Time for Beijing to be creative, and ensure Leung doesn't get second term
Suzanne Pepper says adopting public recommendation idea can also help break the impasse

There are ways out of Hong Kong's current impasse over political reform if only the principals can indulge in some creative political thinking. Beijing does not need to back down, as student protesters have demanded. It just needs to move forward, and the way forward lies in two directions.
One is that Chief Executive Leung Chun-ying should not serve a second term; the other is that public recommendation can serve as a substitute for public nomination.
First, the Leung problem. Nothing has been said officially about who Beijing wants to stand as its preferred candidate in the 2017 election. Local loyalist partisans have not been shy about voicing what they assume to be Beijing's intentions. Beijing is, they say, exceedingly chagrined over the failure of all three post-1997 chief executives to establish the authority needed to govern properly. With their constant carping and agitation, pro-democracy forces have succeeded in discrediting all of Beijing's choices.
Officials have yet to grasp that their ways do not sit well with the Hong Kong public as a whole and that stable, effective governance here must be based on some approximation of the consent of the governed ideal. So be it. This can be a learning experience for Beijing as well because its current thinking about how to establish that consent cannot work.
Beijing's idea is to have the nominating committee nominate Leung. Voters would then rubber-stamp his election as the leading candidate with the advantage of incumbency. That would, as Beijing sees it, create a chief executive legitimised and strengthened by Hong Kong's first ever universal suffrage election.
This is nice in theory, but based on a formalistic view of how democratic authority is established.

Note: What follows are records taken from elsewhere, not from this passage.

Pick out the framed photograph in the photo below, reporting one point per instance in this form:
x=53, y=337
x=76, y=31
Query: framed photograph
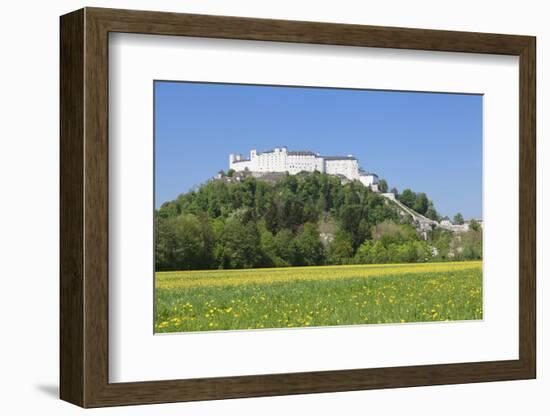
x=255, y=207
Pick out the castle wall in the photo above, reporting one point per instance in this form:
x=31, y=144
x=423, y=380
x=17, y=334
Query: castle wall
x=280, y=160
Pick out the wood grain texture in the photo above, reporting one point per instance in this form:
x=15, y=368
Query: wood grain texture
x=84, y=207
x=71, y=208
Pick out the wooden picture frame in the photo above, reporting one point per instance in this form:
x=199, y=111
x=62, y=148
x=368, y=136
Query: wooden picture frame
x=84, y=207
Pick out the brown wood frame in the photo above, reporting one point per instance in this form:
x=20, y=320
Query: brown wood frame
x=84, y=207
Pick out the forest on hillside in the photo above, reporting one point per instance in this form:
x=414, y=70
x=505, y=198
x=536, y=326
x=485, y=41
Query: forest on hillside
x=298, y=220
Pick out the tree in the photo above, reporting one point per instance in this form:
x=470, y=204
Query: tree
x=474, y=225
x=309, y=246
x=341, y=248
x=239, y=246
x=383, y=185
x=407, y=197
x=431, y=213
x=458, y=219
x=421, y=203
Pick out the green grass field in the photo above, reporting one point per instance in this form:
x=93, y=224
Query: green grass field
x=317, y=296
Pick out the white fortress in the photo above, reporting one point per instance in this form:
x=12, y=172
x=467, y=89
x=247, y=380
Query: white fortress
x=282, y=160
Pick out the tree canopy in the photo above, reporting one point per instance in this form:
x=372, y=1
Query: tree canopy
x=295, y=220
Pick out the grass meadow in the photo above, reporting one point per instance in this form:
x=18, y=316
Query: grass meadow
x=208, y=300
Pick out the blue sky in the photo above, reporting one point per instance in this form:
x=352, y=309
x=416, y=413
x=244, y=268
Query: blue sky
x=429, y=142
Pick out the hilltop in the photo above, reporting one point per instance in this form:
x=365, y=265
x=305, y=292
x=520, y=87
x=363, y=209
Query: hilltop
x=298, y=220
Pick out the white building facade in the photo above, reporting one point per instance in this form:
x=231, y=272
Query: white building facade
x=280, y=159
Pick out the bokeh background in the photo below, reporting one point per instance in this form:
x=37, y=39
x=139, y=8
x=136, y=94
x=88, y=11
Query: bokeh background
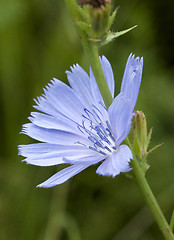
x=37, y=42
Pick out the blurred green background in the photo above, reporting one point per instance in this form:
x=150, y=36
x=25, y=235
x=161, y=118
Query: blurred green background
x=38, y=42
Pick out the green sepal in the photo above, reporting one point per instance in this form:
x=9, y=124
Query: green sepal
x=111, y=18
x=82, y=26
x=111, y=36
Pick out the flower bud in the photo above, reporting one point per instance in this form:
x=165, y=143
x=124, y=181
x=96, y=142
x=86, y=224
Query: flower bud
x=99, y=11
x=138, y=135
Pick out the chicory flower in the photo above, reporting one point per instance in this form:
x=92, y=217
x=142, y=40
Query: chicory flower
x=74, y=127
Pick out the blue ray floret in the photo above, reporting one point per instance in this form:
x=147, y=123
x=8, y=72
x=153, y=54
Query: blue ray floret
x=74, y=127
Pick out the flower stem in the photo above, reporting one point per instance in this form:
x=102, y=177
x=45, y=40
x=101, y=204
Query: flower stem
x=91, y=50
x=151, y=200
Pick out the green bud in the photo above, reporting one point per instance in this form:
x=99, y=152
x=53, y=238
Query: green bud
x=138, y=135
x=99, y=14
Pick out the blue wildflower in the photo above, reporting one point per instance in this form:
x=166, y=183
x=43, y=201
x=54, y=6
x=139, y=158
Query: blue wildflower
x=74, y=127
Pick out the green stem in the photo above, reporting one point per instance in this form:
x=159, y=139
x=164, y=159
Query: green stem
x=91, y=51
x=151, y=200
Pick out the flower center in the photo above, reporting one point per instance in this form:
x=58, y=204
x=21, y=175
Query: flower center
x=98, y=131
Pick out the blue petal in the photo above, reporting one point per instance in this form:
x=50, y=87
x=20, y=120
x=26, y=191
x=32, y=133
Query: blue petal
x=107, y=69
x=44, y=154
x=63, y=175
x=121, y=158
x=132, y=78
x=80, y=82
x=107, y=169
x=62, y=99
x=52, y=136
x=58, y=123
x=90, y=159
x=120, y=117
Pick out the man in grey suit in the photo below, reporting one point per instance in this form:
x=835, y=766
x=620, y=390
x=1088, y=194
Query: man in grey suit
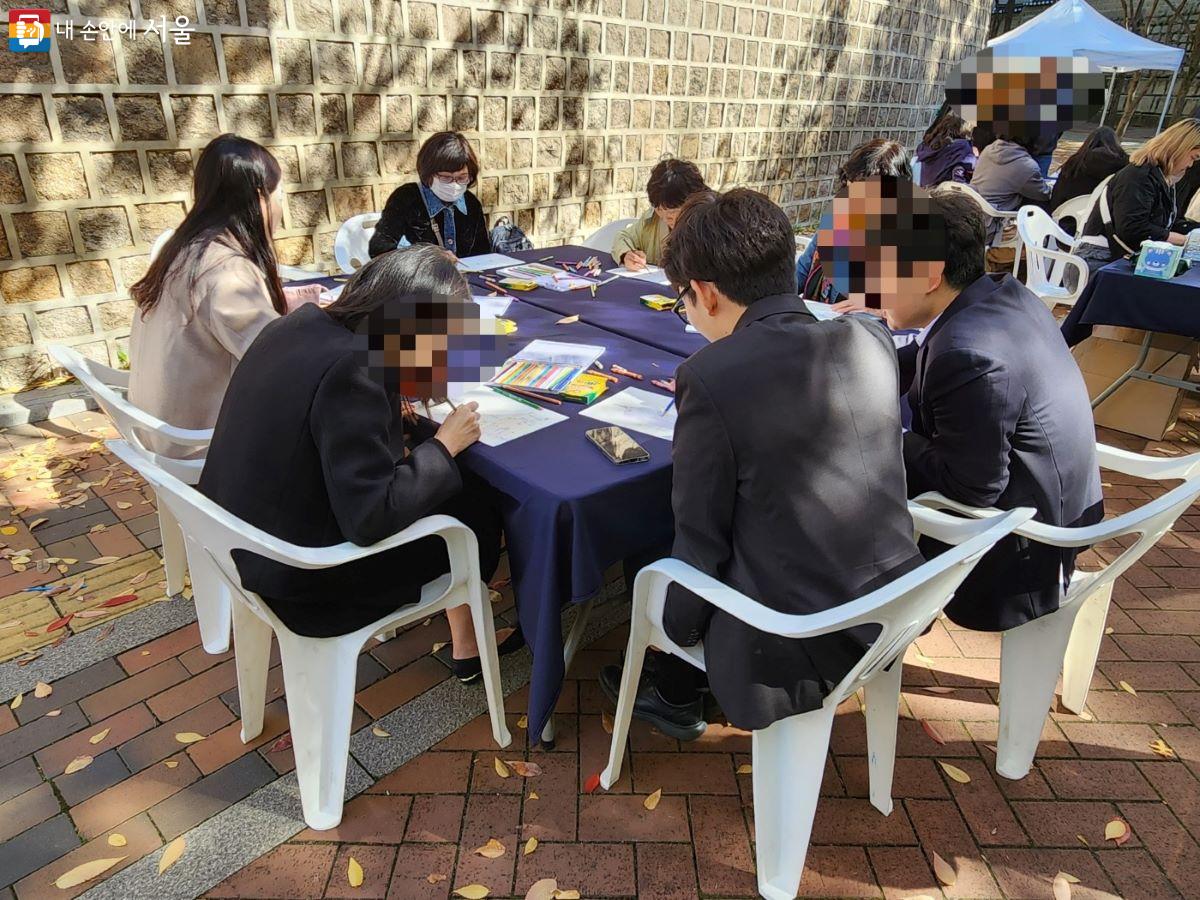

After the debacle of the current electoral reform exercise, it is probably safe to assume that Leung will not be receiving many votes from the 50-plus per cent of the voting public that has continued to elect pro-democracy candidates. These voters do so because their candidates back pro-democracy core values, not necessarily because people have any great faith in pan-democrats' political skills or abilities - which means these voters care most about those values and want to safeguard them.